No creo que a nadie se le escape la posibilidad – incluso más que posibilidad – que los aviones que se estrellaron contra las Torres Gemelas el 11 de Septiembre, estuvieran dirigidos, o al menos inducidos, por las altas esferas del poder mundial, cuya cabeza visible está representada – como el papa para los católicos – por E.E. U.U.. Al menos es lo que yo pensé cuando vi la tragedia por televisión, en directo, como ya nos tiene acostumbrados la propaganda globalizadora, heredera directa de las ideas de Goebbels.

Sea cierto o no, el caso es que el hecho en sí provocó una suerte de golpe de estado mundial, de corte fascistizoide, en cuyas redes nos hayamos inmersos. No hay más bondad que la del sistema imperante, el capitalismo feroz, y todo lo que vaya en su contra es declarado enemigo de la sociedad, lo cual, en su lenguaje, quiere decir enemigo de todos. Ahí, en esa perversa utilización del lenguaje, en su machacona repetición por parte de los medios de comunicación, es donde radica el germen de un comportamiento fascista colectivo que, a hurtadillas pero insistente, se va apoderando de nuestros pensamientos y actos más cotidianos.

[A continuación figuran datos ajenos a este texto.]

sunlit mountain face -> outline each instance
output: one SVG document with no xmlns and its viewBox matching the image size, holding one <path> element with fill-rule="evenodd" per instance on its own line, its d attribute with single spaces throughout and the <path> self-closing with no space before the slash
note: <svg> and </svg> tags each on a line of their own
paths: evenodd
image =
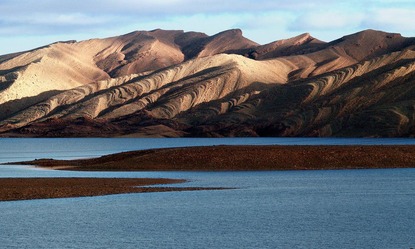
<svg viewBox="0 0 415 249">
<path fill-rule="evenodd" d="M 0 135 L 411 137 L 415 39 L 137 31 L 0 56 Z"/>
</svg>

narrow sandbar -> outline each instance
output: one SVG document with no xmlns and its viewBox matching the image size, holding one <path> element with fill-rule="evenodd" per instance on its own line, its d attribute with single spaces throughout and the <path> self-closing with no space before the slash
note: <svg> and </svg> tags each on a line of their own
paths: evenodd
<svg viewBox="0 0 415 249">
<path fill-rule="evenodd" d="M 0 178 L 0 201 L 210 189 L 153 186 L 182 182 L 185 182 L 185 180 L 151 178 Z"/>
<path fill-rule="evenodd" d="M 207 146 L 124 152 L 82 160 L 31 164 L 88 171 L 316 170 L 415 167 L 414 145 Z"/>
</svg>

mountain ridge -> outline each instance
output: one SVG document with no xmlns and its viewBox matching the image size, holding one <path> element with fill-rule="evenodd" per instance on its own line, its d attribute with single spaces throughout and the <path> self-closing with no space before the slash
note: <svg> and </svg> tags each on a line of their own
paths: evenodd
<svg viewBox="0 0 415 249">
<path fill-rule="evenodd" d="M 376 30 L 265 45 L 240 29 L 57 42 L 0 56 L 0 135 L 409 137 L 414 48 Z"/>
</svg>

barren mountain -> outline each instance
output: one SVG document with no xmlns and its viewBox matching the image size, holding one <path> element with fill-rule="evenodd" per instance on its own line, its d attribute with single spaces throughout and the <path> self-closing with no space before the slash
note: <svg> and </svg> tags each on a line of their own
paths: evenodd
<svg viewBox="0 0 415 249">
<path fill-rule="evenodd" d="M 3 136 L 413 136 L 415 39 L 137 31 L 0 56 Z"/>
</svg>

Para mantener el sinsentido de la sociedad capitalista, hace falta que la población viva en constante estado de alerta, que tengamos miedo. Pero no a lo que realmente debiera asustarnos, sino a lo que ataca, o podría atacar a su esencia. Y para ello nada mejor que cambiar el sentido de las palabras.

Así, invadir un país como Iraq, no se llama invasión, sino conflicto y quienes luchan contra los ocupantes, terroristas. Los africanos que, hambrientos, saltan las vallas de nuestras fronteras, son ilegales, y, la cooperación internacional, que no es sino una cruel limosna en comparación con lo que hemos robado y seguimos robando gracias al expolio colonialista, una dádiva generosa que sale de los bolsillos de los ciudadanos de los países ricos, haciéndonos, no más pobres, sino menos ricos. Al imperialismo, globalización. Al genocidio que provoca el hambre, escasa rentabilidad. Los jóvenes franceses, iracundos, sin futuro, condenados a vivir lejos del bienestar del Estado del bienestar, parece ser que ya no son franceses, sino inmigrantes magrebíes que queman coches, no por lo que éstos representan, sino por vandalismo. Y por si acaso lo de inmigrantes no da miedo, de repente se refieren a ellos como radicales.

La posible mutación del virus de la gripe aviar, provoca el pánico – y pingües beneficios a la industria farmacéutica – y, aunque en un solo fin de semana mueran en las carreteras españolas el mismo número de personas que han muerto por el virus en el continente asiático durante cuatro años, nadie cataloga a la industria del automóvil como pandemia. Es más ni siquiera se les llama por su verdadero nombre, asesinos, ya que la calidad y seguridad de los vehículos comunes, no son sino un pasaporte al más allá. O el tan anunciado fin de las reservas de petróleo, que nos hace mirar para otro lado cuando se cambian, a través de la injerencia económica, militar y política, los destinos de los pueblos que lo poseen en aras del interés común. O cuando se elevan las voces, cada vez más frecuentes, pidiendo la vuelta de la energía nuclear como única solución en vez de exigir el fin del despilfarro.

Mal vamos si no nos empeñamos en que las palabras recuperen su auténtico sentido. Fijémonos si no en los obispos y su rabiosa caterva de seguidores sembrando el miedo, anunciando el totalitarismo, clamando por una pretendida libertad de enseñanza para así enseñar -obligar, más bien- a nuestros hijos a ser menos libres. En fin, diciéndose perseguidos porque no dejamos que nos sigan persiguiendo.